British contemporary artist and musician Paul Fryer shares video for single "The Man Who Would Not Die"
Something to do with Death.
That is the title of Sir Christopher Frayling’s biographical meditation on Sergio Leone and spaghetti westerns.
Something to do with Death.
The phrase intimates our fascination with death's mystery and finality. But, as much, how the idea of death makes us hang so hard onto life. The vicinity of death illuminates art. Its power suffuses music.
Just think of Leonard Cohen or Johnny Cash, at once accepting the inevitable yet refusing to go gentle into that good night.
Paul Fryer, who records as OUIJA, knows this terrain. His new song is called The Man Who Would Not Die.
"I don't care what the angels say," he sings, baritone over passionate orchestration, "I lie there on that killing ground, as naked as a babe and bare; I asked what lay beneath the clay, and they said, Nothing's under there." The song is from the forthcoming album Show Tunes From Oblivion. It sounds that way.
Three years ago, as Fryer lay recovering from eight hours extensive surgery, excavating away his Stage 4 throat cancer, he had a dream.
"I was lying in a vast basement," he says. "There was debris scattered here and there and it was thick with dust. I was in the dark on my own, naked and cold. But then I sensed there was something else there. I said nervously What's down here? What's under thisfloor and a clear voice said Nothing.”
Then he woke up. He had to escape, to get out of the hospital, to live. He tried. The nurses physically dissuaded him. But the vision had to go somewhere. So it went into his music, into this song.
“Apparently we all die” he laughs, “I suppose I’m no different. Yet somehow we live on. In recordings. In music and art and writing. And in new generations of people.”

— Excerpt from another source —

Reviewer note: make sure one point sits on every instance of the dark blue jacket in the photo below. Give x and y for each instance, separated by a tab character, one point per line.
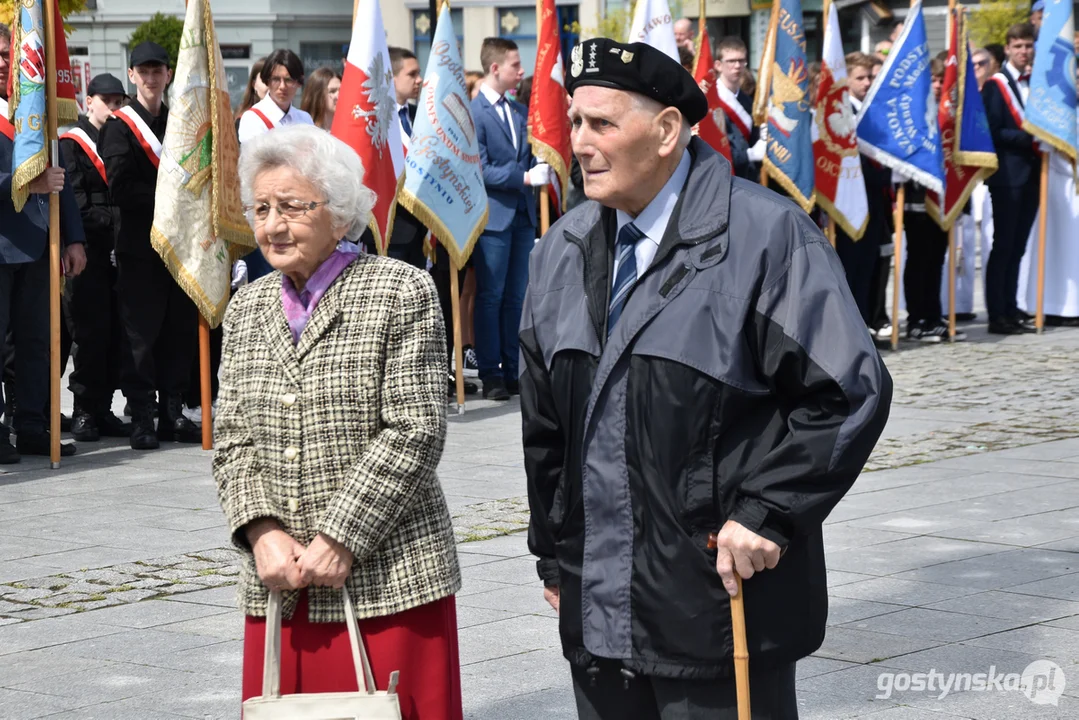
25	235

For a quarter of a century Paul Fryer has expressed himself through visual art. His work is alive with electricity and light; it evokes the mystery and impossibility of the world around us. It invites us to think beyond the material plane, what it is, what it might mean. What might be outside it. His new music has a similar metaphysical urgency.
Sketched out in Paul's hospital bed, The Man Who Would Not Die was then heard by underground musician Malcolm Doherty, who's worked with the likes of Can's Damo Suzuki and Lawrence of Felt/Denim/Go-Kart Mozart. The pair joined forces and soon pulled in heavyweights such as Bacharach-affiliated arranger Rob Shirakbari and the artist Daphne Guinness. Her haunting vocals are a key element to the power of The Man Who Would Not Die.
It is a lush song, theatrical in the way of dark thoughtful burlesque though avoiding gauche and gaudy melodrama. A monochrome video sees Fryer shrouded, traversing landscapes redolent of Ingmar Bergman's The Seventh Seal, that classic 1957 rumination on the possibility of escaping death.
“The Man Who Would Not Die” will be available via Bandcamp, YouTube, and as a strict edition of 50 individually lathe cut 7” 45rpm vinyl records. Each record is packaged in a custom sleeve with inserts and stickers designed by Paul Fryer, individually stamped and numbered, with the paperwork embossed with Paul’s studio seal. Each edition also features an individual drawing created by Paul Fryer by hand and signed by the artist. Each drawing is unique.
"When I was diagnosed I was given survival odds of 60/40,” Paul explains, "I asked my consultant, presuming I survived, would I still be able to sing? The doctor told me I might still be able to speak. It was then that I thought, If I survive, I'm going to sing my heart out.”
He has kept that pact with himself and the result speak for itself. Something to do with death, yes; but something much more about living and creating.